Words Music Memory exhibit panels

Commemoration is a process that involves witness, preservation, interpretation, and performance. This process calls upon human creativity, commitment, emotional connection, and contemporary context. Literature, music, and performance work together to open a window across space and time for generations to connect with one another. 

Through March 2, the Lam Museum is hosting a traveling exhibit from Kennesaw State University entitled Words, Music, Memory: Re(presenting) Voices of the Holocaust. This ten-panel exhibit and accompanying digital gallery guide highlight the links along the chain of commemoration that connect the past and the present and generation to generation. While the panels focus on the words of writers who witnessed the Holocaust, the gallery guide includes biographies of the writers, sketches by the panel illustrators, information about musical and dramatic pieces adapted from the writers’ works, and interviews with composers, lyricists, performers, and producers. It also provides visitors with opportunities to access performance videos and share their perspectives.

Through a collaboration with the local Winston-Salem/Forsyth County School System, the exhibit also features memorial projects by students in the Model UN Club at West Forsyth High School and the Social Injustice: The Holocaust and Modern Day Genocide class at Mount Tabor High School.

The Museum will present two public programs in conjunction with the exhibit. On Saturday, February 10, at 2:00pm, Dr. Laurence Sherr, Composer-in-Residence and Professor of Music at Kennesaw State University, will present a lecture entitled “Suppressed Music and Art during the Nazi Era.” He will discuss how, as part of their effort to exterminate the Jewish people, the Nazis also sought to exterminate their culture. Dr. Sherr will provide an overview of the artistic suppression that extended to genres, groups or individuals that were deemed to be undesirable, the labeling of composers and artists as entartete” (degenerate), and the rewriting of music history during the Nazi Era.

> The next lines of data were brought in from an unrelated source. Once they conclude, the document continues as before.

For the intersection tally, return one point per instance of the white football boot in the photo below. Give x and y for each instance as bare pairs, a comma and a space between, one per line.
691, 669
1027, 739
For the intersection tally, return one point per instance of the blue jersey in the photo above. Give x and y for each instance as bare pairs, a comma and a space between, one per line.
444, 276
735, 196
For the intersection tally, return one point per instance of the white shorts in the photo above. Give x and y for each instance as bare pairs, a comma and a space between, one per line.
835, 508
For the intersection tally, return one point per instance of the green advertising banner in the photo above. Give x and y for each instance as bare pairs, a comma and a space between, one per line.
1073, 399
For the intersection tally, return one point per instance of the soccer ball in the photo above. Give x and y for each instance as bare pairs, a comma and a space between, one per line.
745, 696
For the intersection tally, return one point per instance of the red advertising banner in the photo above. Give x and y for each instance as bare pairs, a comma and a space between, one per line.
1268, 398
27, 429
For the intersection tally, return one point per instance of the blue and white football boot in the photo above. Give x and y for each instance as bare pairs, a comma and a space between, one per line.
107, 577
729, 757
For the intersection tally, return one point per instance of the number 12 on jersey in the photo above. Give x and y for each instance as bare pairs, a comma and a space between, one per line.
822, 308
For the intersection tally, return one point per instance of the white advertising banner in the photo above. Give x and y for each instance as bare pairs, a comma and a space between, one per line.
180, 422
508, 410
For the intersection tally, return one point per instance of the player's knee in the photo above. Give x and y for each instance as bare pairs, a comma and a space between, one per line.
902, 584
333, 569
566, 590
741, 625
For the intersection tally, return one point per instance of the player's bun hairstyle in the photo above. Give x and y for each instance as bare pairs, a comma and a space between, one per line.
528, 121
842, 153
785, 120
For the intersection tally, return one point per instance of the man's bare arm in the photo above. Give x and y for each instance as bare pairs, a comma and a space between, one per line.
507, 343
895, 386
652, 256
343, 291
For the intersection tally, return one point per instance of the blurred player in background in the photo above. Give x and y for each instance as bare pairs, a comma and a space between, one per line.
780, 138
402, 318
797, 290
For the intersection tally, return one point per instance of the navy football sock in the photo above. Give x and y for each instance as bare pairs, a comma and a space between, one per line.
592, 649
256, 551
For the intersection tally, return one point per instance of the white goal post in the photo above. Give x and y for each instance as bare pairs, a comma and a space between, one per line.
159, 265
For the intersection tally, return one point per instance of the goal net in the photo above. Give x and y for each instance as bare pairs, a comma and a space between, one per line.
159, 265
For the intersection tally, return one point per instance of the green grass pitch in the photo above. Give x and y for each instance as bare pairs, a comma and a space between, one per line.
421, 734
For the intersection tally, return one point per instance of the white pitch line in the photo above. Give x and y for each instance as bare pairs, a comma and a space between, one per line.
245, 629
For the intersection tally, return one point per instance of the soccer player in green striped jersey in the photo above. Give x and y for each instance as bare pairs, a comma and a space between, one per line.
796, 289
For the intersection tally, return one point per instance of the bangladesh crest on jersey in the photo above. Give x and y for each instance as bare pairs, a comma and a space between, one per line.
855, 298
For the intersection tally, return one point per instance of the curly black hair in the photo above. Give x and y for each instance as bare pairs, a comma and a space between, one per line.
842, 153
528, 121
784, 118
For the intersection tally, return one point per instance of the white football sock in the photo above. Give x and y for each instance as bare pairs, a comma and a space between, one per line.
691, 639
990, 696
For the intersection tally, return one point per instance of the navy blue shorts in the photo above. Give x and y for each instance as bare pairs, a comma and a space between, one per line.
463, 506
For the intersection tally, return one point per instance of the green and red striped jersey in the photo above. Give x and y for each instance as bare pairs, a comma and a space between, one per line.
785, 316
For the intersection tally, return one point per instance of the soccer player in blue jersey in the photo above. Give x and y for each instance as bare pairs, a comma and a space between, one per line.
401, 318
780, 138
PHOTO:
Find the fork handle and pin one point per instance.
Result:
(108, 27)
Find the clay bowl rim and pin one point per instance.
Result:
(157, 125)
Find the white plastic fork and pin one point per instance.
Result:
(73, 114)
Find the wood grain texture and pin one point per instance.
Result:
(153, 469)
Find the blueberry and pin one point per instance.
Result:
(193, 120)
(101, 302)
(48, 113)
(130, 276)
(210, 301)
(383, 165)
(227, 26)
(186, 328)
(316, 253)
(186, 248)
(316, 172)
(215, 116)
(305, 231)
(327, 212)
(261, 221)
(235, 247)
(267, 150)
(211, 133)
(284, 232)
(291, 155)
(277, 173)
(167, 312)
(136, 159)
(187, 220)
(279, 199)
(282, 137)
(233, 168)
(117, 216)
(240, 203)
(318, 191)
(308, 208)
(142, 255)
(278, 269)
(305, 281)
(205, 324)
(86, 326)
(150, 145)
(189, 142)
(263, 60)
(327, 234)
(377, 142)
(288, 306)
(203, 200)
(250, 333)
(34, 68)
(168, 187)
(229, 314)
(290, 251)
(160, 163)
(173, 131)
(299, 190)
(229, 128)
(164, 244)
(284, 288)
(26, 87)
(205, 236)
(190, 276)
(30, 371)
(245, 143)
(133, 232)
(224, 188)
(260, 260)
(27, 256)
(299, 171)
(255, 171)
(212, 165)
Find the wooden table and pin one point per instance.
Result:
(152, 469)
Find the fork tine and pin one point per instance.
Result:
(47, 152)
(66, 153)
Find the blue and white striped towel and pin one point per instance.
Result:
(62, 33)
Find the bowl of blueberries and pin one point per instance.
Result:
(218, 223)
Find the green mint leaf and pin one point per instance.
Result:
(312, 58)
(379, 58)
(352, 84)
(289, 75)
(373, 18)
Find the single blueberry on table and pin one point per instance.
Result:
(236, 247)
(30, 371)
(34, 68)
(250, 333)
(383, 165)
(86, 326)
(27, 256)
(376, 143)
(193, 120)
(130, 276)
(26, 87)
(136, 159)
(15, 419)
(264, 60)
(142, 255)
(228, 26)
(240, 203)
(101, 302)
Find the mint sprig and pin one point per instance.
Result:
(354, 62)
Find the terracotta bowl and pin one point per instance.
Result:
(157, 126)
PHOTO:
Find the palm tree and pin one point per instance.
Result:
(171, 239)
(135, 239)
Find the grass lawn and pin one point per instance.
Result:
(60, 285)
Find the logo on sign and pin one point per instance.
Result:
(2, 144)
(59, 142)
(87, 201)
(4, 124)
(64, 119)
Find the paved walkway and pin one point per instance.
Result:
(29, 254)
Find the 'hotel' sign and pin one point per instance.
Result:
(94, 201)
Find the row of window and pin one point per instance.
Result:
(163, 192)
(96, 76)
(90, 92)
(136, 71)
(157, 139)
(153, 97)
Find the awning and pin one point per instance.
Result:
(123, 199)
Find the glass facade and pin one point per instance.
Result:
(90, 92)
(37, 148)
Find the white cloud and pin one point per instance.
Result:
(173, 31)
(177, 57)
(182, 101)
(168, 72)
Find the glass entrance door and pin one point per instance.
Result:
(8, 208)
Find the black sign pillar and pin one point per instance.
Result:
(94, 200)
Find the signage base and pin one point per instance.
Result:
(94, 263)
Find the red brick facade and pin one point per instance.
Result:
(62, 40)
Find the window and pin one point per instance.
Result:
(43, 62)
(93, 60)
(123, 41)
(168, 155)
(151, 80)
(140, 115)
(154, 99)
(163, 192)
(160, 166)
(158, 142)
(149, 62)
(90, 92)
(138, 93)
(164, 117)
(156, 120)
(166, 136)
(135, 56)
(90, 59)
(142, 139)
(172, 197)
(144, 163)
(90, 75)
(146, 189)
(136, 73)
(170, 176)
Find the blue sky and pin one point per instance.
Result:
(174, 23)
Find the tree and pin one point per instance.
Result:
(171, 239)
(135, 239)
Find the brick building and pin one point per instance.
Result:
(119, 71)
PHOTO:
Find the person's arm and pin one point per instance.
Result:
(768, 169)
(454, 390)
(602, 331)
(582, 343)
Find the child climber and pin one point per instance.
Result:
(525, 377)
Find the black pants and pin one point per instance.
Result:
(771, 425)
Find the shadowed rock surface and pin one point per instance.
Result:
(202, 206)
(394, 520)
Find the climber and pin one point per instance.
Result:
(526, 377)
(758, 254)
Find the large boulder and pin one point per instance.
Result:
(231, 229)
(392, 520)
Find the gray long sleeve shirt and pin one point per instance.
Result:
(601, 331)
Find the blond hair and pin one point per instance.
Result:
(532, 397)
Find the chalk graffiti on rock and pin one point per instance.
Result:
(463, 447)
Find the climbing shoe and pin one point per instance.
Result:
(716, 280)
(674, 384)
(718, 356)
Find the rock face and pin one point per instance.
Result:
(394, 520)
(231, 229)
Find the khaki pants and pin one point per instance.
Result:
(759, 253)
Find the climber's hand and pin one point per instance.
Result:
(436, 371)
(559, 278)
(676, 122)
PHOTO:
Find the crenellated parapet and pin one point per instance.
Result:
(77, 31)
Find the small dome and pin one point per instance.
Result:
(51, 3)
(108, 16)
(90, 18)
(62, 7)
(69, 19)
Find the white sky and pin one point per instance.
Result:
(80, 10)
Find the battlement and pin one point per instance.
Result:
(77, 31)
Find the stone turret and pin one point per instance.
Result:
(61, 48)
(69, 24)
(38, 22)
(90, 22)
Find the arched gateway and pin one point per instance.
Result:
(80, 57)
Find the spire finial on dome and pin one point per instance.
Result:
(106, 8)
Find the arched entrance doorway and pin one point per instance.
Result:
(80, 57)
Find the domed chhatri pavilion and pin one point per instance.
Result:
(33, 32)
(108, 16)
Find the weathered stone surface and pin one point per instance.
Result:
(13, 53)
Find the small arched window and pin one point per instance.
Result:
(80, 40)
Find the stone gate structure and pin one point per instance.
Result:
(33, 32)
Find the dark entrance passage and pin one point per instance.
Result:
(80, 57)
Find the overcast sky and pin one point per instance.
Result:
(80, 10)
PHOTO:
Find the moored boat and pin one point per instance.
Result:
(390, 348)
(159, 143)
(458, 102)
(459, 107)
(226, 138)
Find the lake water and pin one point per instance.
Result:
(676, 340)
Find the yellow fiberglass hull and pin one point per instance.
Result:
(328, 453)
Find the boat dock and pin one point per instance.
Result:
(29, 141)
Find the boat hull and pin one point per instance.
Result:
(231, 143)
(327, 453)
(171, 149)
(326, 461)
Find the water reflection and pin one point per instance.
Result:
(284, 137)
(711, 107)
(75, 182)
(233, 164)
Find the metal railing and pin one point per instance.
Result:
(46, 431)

On Sunday, February 11, from 1:00pm to 3:00pm, a performance entitled “Words, Music, Memory: Songs Commemorating the Holocaust” will be held in Brendle Recital Hall, located in the Scales Fine Arts Center on the Wake Forest campus. Focusing on music based on the words of young people who witnessed the Holocaust—many of whom did not survive—the performance uses the power of music to bridge generations in active commemoration. The performance will feature Dr. Sheena Ramirez (soprano), Dr. Courtney Miller (oboe/English Horn), and Dr. Suzanne Polak (piano) with commentary from Adina Langer (Curator, Kennesaw State University Museum of History and Holocaust Education) and Dr. Sherr (Composer).  A reception in the lobby will follow the performance. Admission is free.

These programs and the exhibit are sponsored by the Wake Forest University Interdisciplinary Arts Center.